Drivers may face losing £30 billion in compensation as the Chancellor intervenes in a major court case against banks over car loans
London: The Chancellor is stepping in to influence a Supreme Court case. This case could lead to a massive £30 billion payout for drivers against major banks.
The court will hear claims against Lloyds, Santander, Barclays, and Close Brothers. The allegation? They took commissions without fully informing borrowers.
If the court rules in favor of drivers, it could mean huge payouts. But Rachel Reeves is pushing for the banks, which puts her at odds with many UK motorists.
This week, the Treasury argued that a ruling against the banks could hurt the UK’s business reputation. They believe it might slow down economic growth.
Ms. Reeves argues that forcing banks to pay could hurt their operations and raise car loan costs. She’s worried about the broader impact on the economy.
There’s also concern that a big payout could make the UK look like it has uncertain regulations. The Chancellor questioned the £30 billion figure, suggesting it might be too high.
The Supreme Court’s decision will follow a previous ruling that favored motorists. That ruling said customers should have been informed about commissions on their loans.
The Financial Conduct Authority is also getting involved, fearing this case could lead to payouts similar to the £50 billion from the PPI scandal.
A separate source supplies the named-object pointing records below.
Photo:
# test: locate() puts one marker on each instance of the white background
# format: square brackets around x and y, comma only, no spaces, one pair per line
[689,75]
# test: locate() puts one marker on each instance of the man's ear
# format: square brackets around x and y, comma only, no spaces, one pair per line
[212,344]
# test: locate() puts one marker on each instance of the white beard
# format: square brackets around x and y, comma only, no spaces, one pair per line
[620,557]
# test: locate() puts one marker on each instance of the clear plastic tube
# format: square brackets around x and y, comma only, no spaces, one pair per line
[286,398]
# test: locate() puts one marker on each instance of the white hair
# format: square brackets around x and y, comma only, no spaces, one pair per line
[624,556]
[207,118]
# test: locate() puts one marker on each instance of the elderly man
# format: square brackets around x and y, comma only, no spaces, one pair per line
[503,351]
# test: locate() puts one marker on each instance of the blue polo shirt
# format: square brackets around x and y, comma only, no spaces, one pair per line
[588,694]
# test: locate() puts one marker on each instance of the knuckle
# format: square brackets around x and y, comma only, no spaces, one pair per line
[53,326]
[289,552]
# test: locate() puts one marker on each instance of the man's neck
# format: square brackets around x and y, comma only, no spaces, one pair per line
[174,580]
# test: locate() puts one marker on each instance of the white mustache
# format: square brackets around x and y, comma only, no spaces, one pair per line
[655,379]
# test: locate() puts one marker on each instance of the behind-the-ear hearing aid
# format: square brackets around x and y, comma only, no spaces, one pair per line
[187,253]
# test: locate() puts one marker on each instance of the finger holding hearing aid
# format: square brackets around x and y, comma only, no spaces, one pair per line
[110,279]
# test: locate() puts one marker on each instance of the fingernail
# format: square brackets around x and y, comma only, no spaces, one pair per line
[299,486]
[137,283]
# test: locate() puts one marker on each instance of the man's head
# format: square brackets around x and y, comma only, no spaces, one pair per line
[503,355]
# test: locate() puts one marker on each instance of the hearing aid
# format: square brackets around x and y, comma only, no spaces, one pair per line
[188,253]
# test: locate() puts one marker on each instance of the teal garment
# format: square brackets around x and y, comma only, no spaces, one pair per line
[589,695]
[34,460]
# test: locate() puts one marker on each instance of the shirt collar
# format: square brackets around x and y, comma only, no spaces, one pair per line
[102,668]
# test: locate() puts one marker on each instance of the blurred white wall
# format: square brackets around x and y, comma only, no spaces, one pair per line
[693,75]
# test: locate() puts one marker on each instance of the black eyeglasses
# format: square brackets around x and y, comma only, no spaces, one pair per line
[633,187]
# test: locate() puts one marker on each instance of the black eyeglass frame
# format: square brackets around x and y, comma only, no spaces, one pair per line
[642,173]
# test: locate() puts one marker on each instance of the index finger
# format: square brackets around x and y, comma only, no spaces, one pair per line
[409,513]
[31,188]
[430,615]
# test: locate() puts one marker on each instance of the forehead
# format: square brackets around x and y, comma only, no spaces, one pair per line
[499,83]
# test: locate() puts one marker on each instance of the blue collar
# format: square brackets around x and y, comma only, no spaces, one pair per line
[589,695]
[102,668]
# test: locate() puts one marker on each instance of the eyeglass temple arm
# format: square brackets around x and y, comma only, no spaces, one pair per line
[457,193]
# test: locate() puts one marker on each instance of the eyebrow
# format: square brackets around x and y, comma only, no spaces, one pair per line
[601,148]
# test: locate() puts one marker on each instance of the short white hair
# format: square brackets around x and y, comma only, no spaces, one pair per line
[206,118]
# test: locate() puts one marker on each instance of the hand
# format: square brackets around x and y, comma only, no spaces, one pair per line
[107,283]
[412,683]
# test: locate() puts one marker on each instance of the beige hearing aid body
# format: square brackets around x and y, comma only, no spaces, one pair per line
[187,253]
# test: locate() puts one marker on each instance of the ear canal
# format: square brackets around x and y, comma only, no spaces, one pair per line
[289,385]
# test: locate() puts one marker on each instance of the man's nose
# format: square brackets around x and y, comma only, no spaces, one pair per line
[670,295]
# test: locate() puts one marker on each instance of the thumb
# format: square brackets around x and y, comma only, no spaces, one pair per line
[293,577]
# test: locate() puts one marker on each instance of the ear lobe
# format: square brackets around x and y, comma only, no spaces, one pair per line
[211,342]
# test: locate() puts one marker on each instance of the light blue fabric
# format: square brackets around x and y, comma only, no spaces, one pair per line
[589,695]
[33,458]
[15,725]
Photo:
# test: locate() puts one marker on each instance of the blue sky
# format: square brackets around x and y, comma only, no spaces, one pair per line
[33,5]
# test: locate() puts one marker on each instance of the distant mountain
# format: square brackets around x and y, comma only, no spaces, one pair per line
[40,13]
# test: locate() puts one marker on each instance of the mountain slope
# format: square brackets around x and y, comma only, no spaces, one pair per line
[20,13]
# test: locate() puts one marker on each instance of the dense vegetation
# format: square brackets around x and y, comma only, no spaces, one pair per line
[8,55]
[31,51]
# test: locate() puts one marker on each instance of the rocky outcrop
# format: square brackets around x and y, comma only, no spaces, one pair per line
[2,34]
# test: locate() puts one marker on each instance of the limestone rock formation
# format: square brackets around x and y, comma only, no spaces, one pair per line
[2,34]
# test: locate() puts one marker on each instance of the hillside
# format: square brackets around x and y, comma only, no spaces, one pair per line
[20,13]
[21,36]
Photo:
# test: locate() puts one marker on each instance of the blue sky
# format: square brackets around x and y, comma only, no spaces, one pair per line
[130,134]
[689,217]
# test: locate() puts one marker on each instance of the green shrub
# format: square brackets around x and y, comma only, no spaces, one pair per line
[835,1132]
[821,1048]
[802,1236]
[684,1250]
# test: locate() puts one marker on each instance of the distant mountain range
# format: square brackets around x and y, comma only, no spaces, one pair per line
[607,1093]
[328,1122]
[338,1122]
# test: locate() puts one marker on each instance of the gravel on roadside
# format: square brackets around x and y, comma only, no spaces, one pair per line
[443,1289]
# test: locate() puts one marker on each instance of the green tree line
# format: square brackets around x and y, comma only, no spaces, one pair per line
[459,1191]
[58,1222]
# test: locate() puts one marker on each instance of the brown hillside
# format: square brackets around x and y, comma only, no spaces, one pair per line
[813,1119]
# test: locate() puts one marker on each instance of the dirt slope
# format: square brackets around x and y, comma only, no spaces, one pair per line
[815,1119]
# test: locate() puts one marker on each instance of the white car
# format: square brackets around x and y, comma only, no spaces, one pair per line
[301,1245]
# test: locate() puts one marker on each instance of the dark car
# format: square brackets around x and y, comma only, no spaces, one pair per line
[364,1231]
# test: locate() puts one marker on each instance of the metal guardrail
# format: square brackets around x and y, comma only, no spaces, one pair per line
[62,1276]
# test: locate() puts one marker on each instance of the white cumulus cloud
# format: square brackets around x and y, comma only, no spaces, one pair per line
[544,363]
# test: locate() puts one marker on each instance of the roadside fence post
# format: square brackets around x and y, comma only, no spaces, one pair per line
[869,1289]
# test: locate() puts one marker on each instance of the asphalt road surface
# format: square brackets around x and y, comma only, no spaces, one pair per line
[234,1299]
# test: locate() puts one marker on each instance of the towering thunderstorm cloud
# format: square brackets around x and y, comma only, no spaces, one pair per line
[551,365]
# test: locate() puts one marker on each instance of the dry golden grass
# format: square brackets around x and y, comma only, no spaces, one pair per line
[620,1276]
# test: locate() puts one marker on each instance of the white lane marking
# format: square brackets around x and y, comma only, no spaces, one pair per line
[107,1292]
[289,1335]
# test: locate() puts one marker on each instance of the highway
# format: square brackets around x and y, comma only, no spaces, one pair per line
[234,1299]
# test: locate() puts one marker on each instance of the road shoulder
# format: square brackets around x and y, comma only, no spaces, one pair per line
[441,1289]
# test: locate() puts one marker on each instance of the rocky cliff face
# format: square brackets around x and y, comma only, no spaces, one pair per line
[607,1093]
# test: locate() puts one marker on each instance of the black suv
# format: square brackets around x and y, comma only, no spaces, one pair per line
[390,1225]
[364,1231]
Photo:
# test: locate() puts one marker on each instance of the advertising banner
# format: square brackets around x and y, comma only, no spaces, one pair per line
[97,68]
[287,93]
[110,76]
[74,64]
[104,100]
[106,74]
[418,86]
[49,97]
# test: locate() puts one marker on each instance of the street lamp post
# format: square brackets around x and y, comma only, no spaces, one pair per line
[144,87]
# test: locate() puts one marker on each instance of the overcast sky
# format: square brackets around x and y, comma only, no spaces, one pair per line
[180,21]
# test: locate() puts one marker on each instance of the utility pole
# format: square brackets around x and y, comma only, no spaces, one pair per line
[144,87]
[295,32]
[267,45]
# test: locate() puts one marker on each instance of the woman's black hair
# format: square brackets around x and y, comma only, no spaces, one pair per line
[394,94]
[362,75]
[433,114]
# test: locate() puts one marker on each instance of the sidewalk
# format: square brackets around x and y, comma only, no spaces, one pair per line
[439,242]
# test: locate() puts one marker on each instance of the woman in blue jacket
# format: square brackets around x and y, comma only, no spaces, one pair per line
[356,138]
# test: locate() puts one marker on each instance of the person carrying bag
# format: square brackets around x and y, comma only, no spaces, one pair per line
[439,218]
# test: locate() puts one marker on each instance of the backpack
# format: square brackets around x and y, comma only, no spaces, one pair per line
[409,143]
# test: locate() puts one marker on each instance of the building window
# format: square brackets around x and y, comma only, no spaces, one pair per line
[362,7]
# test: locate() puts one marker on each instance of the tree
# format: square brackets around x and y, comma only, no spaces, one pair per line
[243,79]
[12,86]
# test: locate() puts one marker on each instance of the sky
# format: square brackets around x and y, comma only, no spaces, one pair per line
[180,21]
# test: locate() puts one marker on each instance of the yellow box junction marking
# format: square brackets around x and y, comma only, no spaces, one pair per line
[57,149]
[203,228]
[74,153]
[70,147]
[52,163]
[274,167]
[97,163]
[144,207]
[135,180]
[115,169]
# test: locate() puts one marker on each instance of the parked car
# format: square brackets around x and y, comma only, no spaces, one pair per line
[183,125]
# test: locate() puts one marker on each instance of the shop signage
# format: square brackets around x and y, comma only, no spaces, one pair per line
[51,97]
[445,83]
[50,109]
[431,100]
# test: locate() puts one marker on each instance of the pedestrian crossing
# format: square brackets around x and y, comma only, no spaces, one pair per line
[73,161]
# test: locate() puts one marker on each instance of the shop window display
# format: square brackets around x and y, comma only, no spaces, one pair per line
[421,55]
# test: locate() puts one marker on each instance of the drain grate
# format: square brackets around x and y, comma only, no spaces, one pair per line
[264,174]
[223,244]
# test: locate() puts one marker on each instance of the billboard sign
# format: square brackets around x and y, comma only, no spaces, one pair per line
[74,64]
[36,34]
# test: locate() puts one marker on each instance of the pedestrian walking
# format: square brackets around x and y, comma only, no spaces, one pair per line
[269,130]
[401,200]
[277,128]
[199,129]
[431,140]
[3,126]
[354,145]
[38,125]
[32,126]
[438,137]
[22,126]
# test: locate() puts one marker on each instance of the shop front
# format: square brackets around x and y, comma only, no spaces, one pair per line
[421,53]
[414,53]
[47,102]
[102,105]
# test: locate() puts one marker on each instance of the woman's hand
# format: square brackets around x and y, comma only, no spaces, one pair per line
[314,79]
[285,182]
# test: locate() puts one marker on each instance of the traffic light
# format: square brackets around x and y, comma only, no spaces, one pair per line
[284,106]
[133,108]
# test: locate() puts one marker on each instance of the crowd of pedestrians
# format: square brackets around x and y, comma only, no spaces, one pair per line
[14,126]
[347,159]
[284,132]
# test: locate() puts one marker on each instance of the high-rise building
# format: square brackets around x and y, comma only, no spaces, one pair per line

Analyst Gary Greenwood noted that the government is keen to keep the compensation bill manageable. He mentioned that while they can overrule the court, it could lead to bad public relations.
He said the government is urging the court to use common sense in its decision. However, some legal experts are concerned about the government prioritizing banks over consumers.
Elizabeth Comley from Slater and Gordon emphasized that many people affected by this issue deserve justice. She warned that shielding lenders could damage public trust in the financial system.